Eine aktuelle Untersuchung von Ingendahl et al. (2026) erweitert dieses Verständnis nun um eine entscheidende Komponente der digitalen Ära: die aktive Informationssuche. In einer Serie von acht Experimenten mit insgesamt fast 1.000 Teilnehmenden konnte man nachweisen, dass Informationen, die Individuen selbst aktiv ausgewählt oder angeklickt haben, einen noch stärkeren Einfluss auf deren späteres Wahrheitsempfinden ausüben als passiv wahrgenommene Inhalte. Der methodische Kern der Studie lag im Vergleich zwischen Informationen, die den Probanden zufällig präsentiert wurden, und solchen, die sie passend zu einem selbst gewählten Themenfeld aktiv selektierten. Während die Ergebnisse die grundsätzliche Existenz des Truth-Effekts bestätigten, zeigten sie deutlich, dass die Wiederholung von Inhalten dann am wirkungsvollsten ist, wenn ihr eine eigene Entscheidung – etwa das Anklicken einer Schlagzeile – vorausgegangen ist. Die Ursache für diese Verstärkung vermutet man in der Art der kognitiven Verarbeitung, d. h., die aktive Entscheidung für eine Information geht mit einer erhöhten Aufmerksamkeit und dem Einsatz verstärkter kognitiver Ressourcen einher, was dazu führt, dass aktiv gewählte Informationen nicht nur besser im Gedächtnis bleiben, sondern im weiteren Verlauf auch eine höhere Glaubwürdigkeit genießen.

Literatur

Hasher, L., Goldstein, D. & Toppino, T. (1977). Frequency and the conference of referential validity. Journal of Verbal Learning and Verbal Behavior, 16, 107–112.
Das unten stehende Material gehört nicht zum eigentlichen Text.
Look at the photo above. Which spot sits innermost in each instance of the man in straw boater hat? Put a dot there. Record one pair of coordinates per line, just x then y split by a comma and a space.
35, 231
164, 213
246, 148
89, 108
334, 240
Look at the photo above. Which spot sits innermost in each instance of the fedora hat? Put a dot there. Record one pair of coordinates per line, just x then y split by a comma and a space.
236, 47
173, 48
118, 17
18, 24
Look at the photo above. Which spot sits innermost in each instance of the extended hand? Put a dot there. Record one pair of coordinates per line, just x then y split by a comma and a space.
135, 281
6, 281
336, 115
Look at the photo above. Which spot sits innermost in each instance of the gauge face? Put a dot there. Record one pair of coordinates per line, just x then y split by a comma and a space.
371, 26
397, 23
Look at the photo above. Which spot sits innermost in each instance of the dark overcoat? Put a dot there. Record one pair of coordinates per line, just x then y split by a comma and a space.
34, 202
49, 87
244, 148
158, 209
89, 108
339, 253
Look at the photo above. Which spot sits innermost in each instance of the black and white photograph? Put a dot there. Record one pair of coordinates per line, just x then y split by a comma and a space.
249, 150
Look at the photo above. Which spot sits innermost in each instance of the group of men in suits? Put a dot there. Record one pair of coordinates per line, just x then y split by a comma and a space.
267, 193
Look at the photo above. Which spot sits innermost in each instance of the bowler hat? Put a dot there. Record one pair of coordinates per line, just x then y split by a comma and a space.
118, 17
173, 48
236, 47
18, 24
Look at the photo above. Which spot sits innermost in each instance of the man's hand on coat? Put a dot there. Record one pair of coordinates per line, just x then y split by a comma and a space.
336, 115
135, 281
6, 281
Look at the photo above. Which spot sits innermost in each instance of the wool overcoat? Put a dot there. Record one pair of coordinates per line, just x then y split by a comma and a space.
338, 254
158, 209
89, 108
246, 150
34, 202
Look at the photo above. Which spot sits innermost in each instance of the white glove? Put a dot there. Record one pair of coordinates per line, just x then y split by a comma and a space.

Ingendahl, M., Schulte, A., Weber, F., Vaz, A., Woitzel, J., & Alves, H. (2026). Choosing to believe: How active sampling enhances the truth effect. Journal of Experimental Psychology, doi:10.1037/xge0001888
Stangl, W. (2026, 23. Jänner). Die aktive Informationswahl verstärkt die Wahrnehmung von Wahrheit. Psychologie-News.